Smaller Clojure Docker builds with multi-stage builds

A common pattern in Docker is to use a separate build environment from the runtime environment. Many platforms have different requirements when you're generating a runnable artifact than when you're running it.

In languages like Go, Rust or C, where the most common implementations produce native binaries, the resulting artifact may require nothing from the environment at all, or perhaps as little as a C standard library. Even in languages like Python that don't typically have a build step, you might indirectly use code that still requires compilation. Common examples include OpenSSL with pyca/cryptography or NETLIB and other numerical libraries with numpy/scipy.

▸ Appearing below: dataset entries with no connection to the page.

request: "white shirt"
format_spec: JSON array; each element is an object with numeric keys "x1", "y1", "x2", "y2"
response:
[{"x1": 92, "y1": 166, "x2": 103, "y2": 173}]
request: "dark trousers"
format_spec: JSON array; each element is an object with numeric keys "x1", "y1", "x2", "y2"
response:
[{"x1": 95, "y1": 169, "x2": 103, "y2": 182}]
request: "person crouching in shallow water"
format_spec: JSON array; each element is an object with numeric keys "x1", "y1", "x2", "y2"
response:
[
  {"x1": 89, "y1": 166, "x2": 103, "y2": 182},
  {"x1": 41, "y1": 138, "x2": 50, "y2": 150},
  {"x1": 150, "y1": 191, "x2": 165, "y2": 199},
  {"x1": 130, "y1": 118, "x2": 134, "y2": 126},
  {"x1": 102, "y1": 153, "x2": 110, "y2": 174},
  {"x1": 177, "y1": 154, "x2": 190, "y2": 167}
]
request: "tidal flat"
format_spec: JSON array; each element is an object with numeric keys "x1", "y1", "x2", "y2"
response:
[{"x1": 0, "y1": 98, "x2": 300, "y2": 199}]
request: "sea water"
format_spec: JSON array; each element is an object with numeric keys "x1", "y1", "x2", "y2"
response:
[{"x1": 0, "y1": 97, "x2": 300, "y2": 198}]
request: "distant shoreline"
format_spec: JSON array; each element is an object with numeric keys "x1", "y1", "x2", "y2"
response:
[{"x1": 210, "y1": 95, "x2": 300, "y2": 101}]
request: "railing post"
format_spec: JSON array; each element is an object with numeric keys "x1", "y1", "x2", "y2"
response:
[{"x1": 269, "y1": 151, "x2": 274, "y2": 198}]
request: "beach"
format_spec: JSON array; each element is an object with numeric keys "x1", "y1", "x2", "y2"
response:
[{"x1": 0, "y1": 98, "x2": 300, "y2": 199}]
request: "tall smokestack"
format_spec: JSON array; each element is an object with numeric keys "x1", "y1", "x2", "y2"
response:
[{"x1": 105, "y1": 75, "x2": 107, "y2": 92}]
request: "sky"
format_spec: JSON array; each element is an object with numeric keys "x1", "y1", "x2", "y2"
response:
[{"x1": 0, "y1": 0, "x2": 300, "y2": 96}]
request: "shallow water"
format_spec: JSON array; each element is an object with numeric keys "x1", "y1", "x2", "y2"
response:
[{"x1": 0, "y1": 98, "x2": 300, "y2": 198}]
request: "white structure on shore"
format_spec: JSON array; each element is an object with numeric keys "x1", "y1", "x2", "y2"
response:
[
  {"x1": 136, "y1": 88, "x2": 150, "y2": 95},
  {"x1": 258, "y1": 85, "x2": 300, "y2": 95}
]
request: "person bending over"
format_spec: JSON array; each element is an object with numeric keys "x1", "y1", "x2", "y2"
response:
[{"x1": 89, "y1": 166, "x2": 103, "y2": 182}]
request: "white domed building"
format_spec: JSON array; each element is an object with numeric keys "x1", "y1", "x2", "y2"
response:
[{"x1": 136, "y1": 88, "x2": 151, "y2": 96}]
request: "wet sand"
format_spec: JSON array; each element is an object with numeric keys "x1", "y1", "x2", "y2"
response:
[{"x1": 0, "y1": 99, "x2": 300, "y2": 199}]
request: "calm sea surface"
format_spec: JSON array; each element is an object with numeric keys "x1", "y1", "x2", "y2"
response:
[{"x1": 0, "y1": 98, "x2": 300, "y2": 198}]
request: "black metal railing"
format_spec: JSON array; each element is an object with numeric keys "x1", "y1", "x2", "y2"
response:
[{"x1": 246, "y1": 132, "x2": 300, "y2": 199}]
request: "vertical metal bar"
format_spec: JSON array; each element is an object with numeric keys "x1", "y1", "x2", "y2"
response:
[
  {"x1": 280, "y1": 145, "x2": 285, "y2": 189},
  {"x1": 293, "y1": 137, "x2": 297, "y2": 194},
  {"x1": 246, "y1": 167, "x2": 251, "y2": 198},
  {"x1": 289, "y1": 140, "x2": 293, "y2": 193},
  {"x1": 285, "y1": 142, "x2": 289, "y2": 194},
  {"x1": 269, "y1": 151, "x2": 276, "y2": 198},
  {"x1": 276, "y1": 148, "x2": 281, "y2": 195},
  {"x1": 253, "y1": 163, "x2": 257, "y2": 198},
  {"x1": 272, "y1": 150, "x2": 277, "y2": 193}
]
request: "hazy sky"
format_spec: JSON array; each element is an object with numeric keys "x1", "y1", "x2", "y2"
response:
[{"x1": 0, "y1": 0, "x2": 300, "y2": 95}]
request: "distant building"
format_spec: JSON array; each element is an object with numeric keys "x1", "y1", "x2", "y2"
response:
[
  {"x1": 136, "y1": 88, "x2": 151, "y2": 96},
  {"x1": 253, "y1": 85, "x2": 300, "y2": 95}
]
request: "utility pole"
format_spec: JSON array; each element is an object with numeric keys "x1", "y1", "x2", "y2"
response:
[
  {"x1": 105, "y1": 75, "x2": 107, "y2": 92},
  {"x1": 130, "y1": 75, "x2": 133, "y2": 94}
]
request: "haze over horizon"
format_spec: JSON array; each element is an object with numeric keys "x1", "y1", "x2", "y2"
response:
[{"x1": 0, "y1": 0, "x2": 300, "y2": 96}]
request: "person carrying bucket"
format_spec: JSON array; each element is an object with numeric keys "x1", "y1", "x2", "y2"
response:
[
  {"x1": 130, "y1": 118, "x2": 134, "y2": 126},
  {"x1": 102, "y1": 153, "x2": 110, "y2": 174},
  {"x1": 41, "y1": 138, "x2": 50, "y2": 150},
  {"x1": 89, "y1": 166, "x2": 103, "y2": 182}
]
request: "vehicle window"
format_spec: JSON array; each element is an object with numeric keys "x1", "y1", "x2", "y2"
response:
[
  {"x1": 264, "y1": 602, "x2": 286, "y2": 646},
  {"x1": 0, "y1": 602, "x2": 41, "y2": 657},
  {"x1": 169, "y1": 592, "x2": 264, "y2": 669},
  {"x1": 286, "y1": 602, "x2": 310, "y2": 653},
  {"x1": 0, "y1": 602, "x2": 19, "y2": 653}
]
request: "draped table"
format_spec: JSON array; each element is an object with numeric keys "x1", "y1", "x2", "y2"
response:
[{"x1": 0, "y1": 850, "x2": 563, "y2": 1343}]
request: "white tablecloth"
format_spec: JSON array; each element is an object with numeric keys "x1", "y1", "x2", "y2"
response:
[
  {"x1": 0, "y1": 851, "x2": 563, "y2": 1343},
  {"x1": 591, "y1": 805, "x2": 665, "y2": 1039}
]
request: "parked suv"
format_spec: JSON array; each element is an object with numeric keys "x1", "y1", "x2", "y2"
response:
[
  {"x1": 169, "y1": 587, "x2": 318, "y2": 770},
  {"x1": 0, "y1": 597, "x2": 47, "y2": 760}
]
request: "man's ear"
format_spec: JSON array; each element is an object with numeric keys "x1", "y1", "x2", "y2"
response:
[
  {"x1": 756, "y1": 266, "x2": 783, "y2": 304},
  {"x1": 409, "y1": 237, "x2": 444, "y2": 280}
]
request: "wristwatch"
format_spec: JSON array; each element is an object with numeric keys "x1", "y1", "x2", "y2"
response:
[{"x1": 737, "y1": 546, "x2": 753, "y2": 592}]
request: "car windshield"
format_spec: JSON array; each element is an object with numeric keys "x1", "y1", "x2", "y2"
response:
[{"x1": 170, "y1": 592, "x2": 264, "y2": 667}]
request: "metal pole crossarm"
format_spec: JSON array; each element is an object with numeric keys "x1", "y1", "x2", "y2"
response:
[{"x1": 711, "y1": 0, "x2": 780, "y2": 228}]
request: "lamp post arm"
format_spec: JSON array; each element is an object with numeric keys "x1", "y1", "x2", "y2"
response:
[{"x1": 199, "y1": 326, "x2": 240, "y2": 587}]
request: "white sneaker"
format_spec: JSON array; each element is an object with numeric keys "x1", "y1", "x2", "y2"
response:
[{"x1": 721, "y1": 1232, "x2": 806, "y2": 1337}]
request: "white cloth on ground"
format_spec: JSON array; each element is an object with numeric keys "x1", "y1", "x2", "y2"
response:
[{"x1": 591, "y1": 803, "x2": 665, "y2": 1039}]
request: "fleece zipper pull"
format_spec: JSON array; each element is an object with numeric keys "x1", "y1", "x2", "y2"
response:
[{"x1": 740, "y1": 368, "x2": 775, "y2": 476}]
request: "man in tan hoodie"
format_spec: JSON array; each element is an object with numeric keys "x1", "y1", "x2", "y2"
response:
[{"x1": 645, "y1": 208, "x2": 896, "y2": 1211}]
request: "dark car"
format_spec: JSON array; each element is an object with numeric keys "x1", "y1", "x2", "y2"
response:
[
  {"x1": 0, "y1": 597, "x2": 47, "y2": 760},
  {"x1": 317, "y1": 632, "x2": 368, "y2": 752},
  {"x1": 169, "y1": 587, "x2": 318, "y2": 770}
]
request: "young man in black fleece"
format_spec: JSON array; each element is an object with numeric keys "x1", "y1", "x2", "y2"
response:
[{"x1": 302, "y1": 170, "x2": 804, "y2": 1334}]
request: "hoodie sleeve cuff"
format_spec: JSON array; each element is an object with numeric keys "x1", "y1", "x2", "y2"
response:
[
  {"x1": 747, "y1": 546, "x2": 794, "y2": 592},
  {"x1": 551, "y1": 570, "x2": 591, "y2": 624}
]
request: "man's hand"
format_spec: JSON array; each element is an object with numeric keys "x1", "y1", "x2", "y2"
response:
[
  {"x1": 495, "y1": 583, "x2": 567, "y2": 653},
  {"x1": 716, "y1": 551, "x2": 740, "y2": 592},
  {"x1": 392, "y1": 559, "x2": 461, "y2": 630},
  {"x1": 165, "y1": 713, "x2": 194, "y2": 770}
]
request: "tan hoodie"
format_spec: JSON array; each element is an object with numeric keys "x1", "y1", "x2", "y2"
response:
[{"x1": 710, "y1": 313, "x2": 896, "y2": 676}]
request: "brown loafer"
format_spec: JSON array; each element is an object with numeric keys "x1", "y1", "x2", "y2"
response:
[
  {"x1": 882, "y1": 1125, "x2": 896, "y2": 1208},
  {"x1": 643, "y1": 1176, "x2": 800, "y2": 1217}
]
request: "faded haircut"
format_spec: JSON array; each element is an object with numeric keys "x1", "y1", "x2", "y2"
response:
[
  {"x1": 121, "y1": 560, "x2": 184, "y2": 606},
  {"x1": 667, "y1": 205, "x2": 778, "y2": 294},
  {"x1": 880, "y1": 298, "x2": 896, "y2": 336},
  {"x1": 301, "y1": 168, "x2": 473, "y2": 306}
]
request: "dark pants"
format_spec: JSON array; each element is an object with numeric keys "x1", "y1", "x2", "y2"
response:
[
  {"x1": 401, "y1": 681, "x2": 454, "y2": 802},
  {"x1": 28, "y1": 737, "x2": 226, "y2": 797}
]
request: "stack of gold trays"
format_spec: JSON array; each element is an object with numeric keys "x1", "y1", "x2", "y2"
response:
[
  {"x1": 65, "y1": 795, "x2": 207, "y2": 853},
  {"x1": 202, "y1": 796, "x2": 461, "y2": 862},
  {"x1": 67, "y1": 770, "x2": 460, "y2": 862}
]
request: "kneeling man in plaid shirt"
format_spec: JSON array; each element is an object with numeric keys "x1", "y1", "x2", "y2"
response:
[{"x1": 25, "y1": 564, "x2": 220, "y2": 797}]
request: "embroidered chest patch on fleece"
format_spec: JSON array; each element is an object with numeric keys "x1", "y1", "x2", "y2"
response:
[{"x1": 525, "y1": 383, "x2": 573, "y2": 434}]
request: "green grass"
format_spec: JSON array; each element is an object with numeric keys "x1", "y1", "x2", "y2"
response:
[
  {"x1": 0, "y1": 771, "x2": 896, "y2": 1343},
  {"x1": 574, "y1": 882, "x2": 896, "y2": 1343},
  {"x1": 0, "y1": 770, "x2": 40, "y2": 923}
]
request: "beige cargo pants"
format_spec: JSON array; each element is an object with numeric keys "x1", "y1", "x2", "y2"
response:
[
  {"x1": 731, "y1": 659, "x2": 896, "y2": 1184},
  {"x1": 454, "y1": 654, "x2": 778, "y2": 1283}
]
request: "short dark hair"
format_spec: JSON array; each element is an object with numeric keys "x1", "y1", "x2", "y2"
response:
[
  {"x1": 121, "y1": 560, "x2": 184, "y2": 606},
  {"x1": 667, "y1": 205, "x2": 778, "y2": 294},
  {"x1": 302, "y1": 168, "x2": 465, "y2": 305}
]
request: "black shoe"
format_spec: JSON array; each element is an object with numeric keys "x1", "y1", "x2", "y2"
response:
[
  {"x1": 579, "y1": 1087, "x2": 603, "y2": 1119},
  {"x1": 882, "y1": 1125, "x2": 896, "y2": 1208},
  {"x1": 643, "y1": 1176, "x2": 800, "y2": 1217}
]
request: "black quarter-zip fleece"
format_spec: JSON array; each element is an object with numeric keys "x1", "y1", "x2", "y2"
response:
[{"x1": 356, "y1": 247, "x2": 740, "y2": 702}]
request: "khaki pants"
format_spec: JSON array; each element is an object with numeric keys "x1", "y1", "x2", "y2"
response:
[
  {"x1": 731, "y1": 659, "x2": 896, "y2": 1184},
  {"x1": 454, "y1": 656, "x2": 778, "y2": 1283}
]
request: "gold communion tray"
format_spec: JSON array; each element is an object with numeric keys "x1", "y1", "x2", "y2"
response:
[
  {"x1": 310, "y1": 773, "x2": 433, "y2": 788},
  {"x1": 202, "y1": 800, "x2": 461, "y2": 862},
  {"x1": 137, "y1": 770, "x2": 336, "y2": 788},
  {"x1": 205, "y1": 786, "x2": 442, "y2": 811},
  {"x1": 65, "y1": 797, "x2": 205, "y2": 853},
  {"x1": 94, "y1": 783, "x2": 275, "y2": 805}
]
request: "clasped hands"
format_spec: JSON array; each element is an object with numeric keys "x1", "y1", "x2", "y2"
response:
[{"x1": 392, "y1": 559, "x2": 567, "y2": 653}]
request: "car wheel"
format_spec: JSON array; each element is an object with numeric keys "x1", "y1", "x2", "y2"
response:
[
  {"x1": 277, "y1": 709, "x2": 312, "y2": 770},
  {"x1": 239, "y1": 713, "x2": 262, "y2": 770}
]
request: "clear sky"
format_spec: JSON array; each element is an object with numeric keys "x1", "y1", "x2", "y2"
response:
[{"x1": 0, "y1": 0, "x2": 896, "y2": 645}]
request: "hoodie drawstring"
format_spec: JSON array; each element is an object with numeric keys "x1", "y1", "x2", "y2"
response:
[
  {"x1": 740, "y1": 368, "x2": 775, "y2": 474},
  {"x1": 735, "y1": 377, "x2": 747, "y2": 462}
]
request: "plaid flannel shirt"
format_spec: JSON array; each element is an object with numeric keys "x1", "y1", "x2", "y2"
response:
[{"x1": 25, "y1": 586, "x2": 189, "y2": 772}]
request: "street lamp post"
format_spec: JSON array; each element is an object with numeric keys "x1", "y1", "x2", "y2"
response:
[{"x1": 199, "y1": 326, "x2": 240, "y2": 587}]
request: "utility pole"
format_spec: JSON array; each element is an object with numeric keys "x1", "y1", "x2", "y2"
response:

In Clojure, you can easily build "uberjars" with both lein and boot. These are jars (the standard JVM deployable artifact) that come with all dependencies prepackaged, requiring nothing beyond what's in the Java standard library (rt.jar). While this still requires a JRE to run, that is still much smaller than the full development environment.

There are a few advantages to separating environments. It all boils down to them not having anything in them they don't need. That has clear performance advantages, although Docker has historically mitigated this problem with layered pulls. It can have security benefits as well: you can't have bugs in software you don't ship. Even software that isn't directly used in the build process can be affected: some build environments will contain plenty of software that is never used that would normally carry over into your production environments.

Historically, most users of Docker haven't bothered. Even if there are advantages, they aren't worth the hassle of having separate Docker environments and ferrying data between them. While different ways of effectively sharing data between containers have been available for years, people who wanted a shared build step have mostly had to write their own tooling. For example, my icecap project has a batch file with an embedded Dockerfile that builds libsodium debs.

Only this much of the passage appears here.